秘密兵器…即ち攻撃の切り札として監督に認められていたにも関わらず、剛陣は食い下がる。
「何言ってんだ!どんなに凄い兵器でも、使わなきゃ宝の持ち腐れだろうがよ!」
「やめとけよ剛陣。」
監督の意図を察したような不動が、後頭部で手を組んで歩み寄った。
「監督には何か考えがあるんだろ。」
「そうそう、まだ温存されてなよ。」
「けどよ…。」
「僕も同感です。」
突然、剛陣でも監督でも不動でも紫音でもない、少年の声が入って来た。
"僕" との一人称、そして抑揚のない落ち着いた声には聞き覚えがない。
「剛陣先輩が出るのはまだ早い。あの程度の雑魚に、先輩の『ファイアレモネード』を使う必要はありませんよ。」
「ああ?」
サラッと相手チームを雑魚呼ばわりし、なかなか辛辣な言葉を並べた少年に全員が一斉に振り返る。

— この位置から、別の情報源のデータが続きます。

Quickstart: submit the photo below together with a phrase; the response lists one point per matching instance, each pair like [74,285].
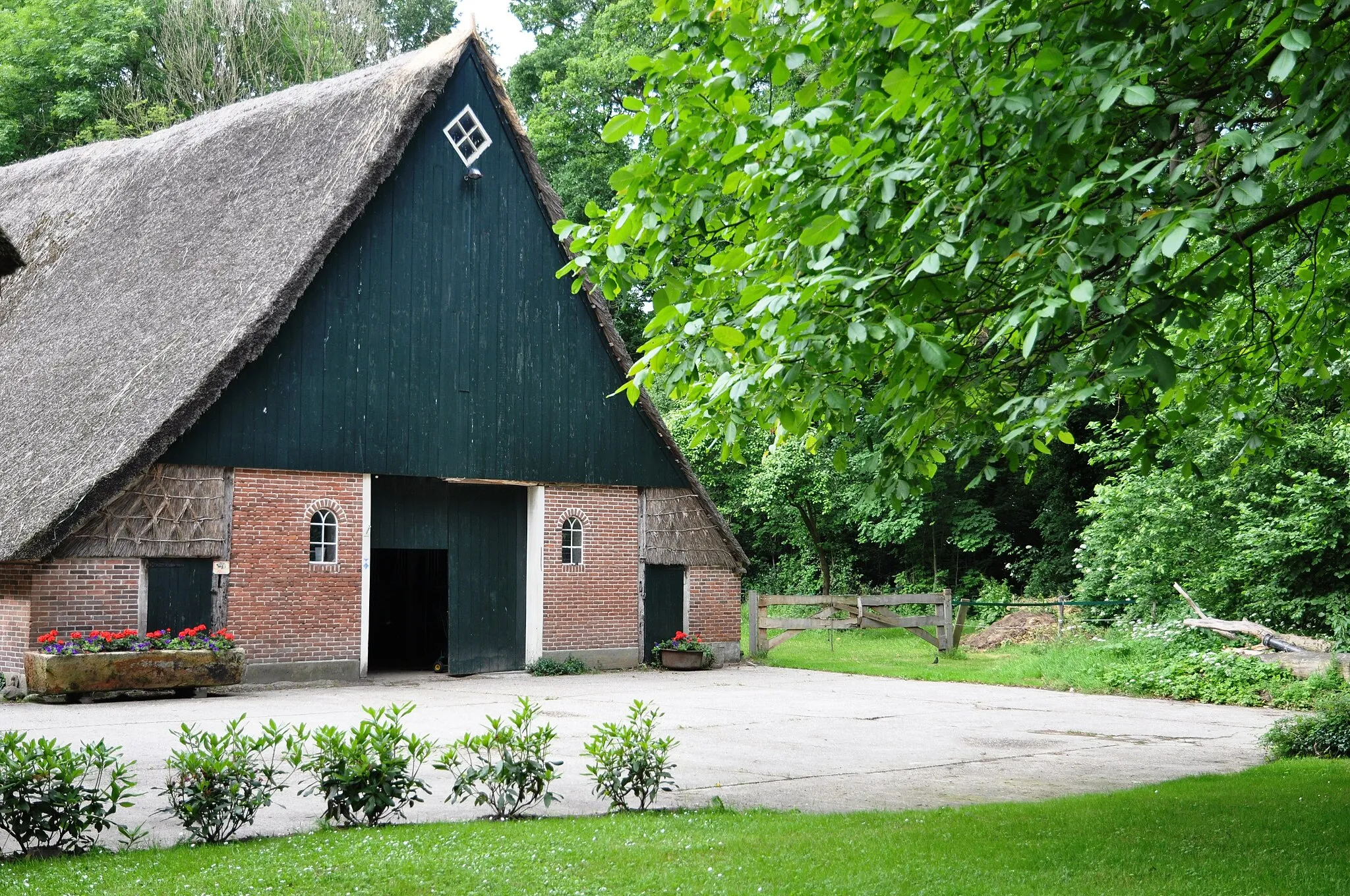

その毒舌少年は日本代表のユニフォーム、そしてジャージを着用していた。
サッカー少年とは判断し難い 色素薄めな肌色に、瞳は光の宿っていないグレー。
セットに時間がかかりそうな髪の 色は赤とピンクの中間あたりだろうか。
凛とした態度で佇んでいる少年には、この場のほぼ全員見覚えがあった。
「おおーっ!野坂!」
わっと皆が野坂を取り囲んだ。
少年の正体は野坂悠馬。
脳腫瘍の手術のためにアメリカに渡航していた、イナズマジャパンのメンバーだ。
彼はFF準優勝の王帝月ノ宮中のキャプテンであり、同校の西蔭は絶対的な信頼を寄せている。
「お帰りなさい、野坂さん。」
「チッ、面倒な奴が帰って来やがったぜ。」
「この人が野坂悠馬…。皇帝…?だっけ。」
「そうか、紫音は会うの初めてだよね!」
『戦術の皇帝』とかそんな感じの異名がついてたな…と思い紫音が呟くと、テンションが上がり気味の稲森が軽く説明をしてくれた。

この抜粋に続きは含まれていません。